Com uma movimentação diária de 350 mil pessoas, o Centro coloca em evidência as transformações do comércio, retratando bem a veia empreendedora de nosso povo, como destaca o diretor das Óticas Visão, Assis Cavalcante.

Um local vivo, plural, pioneiro, inovador e acima de tudo, economicamente sustentável. Em poucas palavras podemos afirmar que o Centro é o coração da economia de nossa cidade.

E essa transformação cotidiana do comércio e a renovação do perfil do consumidor cearense vem ganhando espaço nos debates nas universidades. Para o professor e especialista em Marketing, Christian Avesque, as mudanças no comportamento do consumidor vêm reforçar a pluralidade do mercado e que as relações comerciais devem ser analisadas sob a ótica do vínculo do consumidor com os lojistas e como cada empreendedor desenvolve uma relação de cumplicidade com os seus clientes.

“As empresas passam a focar nas inovações com ênfase no desenvolvimento e preservação dos hábitos culturais locais, bem como trazem às operações logísticas um termo bastante difundido atualmente: logística reversa. Aproximar a marca da comunidade rende frutos maduros, o consumidor passa a desenvolver um vínculo afetivo com a causa/proposta da marca”. 

O desejo de empreender reforça o sentimento de inovação tão presente no povo brasileiro e essa origem não ia fugir da veia nordestina e quem diria do jeito cearense de negociar os seus produtos e conquistar os clientes. Conhecido pela espontaneidade e pela facilidade de aproximar o consumidor da realidade do mercado, as novas tendências de um comércio on-line também impulsionam a personalização dos atendimentos nas lojas.

Atendimento esse que muitos clientes não abrem mão. Como é o caso do casal Débora Cavalcante e Deuswelington Xavier, que apesar de integrarem uma geração voltada para as novas tecnologias, não trocam o contato com o produto na loja pela compra virtual. Para eles, o contato com o produto e com os vendedores proporciona uma melhor experiência de compra, mesmo diante da praticidade da internet. “Gosto de ver a qualidade do produto e também ter a questão de experimentar”, apontou Débora.

A consumidora Debora Cavalcante opta pelo contato direto com o produto. (Foto: Evilázio Bezerra)

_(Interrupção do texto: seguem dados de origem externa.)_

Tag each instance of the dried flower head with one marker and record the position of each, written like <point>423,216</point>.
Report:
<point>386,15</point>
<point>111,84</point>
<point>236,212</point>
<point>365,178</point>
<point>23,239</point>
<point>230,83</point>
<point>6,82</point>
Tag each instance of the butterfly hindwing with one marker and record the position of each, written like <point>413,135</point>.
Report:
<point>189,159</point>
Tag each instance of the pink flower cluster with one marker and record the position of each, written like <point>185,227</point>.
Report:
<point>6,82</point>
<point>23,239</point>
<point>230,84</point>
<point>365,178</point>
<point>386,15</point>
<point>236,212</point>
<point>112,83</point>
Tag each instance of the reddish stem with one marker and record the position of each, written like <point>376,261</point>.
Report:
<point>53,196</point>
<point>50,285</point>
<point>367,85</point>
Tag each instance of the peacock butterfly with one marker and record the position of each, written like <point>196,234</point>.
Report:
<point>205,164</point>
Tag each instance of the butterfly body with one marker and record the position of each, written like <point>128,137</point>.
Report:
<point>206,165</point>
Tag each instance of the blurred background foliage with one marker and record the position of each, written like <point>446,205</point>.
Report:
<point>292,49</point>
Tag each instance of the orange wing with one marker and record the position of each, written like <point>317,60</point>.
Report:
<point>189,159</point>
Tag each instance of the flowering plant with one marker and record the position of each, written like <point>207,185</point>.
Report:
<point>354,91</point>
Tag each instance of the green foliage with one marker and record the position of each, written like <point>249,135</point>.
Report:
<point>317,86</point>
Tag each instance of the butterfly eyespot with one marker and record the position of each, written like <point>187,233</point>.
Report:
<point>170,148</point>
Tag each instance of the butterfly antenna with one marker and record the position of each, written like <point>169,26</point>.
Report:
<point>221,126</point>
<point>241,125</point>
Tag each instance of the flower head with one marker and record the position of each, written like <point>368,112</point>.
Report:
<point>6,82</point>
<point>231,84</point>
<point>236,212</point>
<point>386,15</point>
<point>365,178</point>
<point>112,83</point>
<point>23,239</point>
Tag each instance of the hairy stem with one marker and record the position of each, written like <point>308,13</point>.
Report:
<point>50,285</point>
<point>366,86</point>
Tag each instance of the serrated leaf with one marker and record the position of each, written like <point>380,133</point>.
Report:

O comportamento mostra que o mercado, para se manter atrativo, deve priorizar as características de cada consumidor e que uma visão em massa pode prejudicar a consolidação das empresas. Visão empregada por uma loja de calçados em Fortaleza, em que a loja virtual complementa a loja física, e que vem tratando com um olhar diferenciado os consumidores dentro de cada universo da sociedade moderna.

E numa relação de cumplicidade on-line e off-line, o gerente de e-commerce da Sapataria Nova, Rodrigo Soares, e o gerente da loja física, Charles Pantoja, ressaltam a liberdade do consumidor na escolha da melhor forma de realizar uma compra atendendo a particularidade de cada cliente.

Gerentes de loja, Rodrigo Soares e Charles Pantoja lidam com o universo físico e digital na hora da venda. (Foto: Evilázio Bezerra)

“Esse movimento é uma tomada de decisão do nosso consumidor. Ele vê o produto na loja on-line e vem na loja física conferir o produto. E o brasileiro tem esse costume de conferir e experimentar. Como também ele experimenta na loja física e acaba finalizando a compra na loja virtual”, destaca Rodrigo Soares.

 

Atitudes que reforçam a parceria entre os diversos processos do comércio e as suas particularidades, sempre frisando o respeito e o compromisso com as necessidades da cada indivíduo.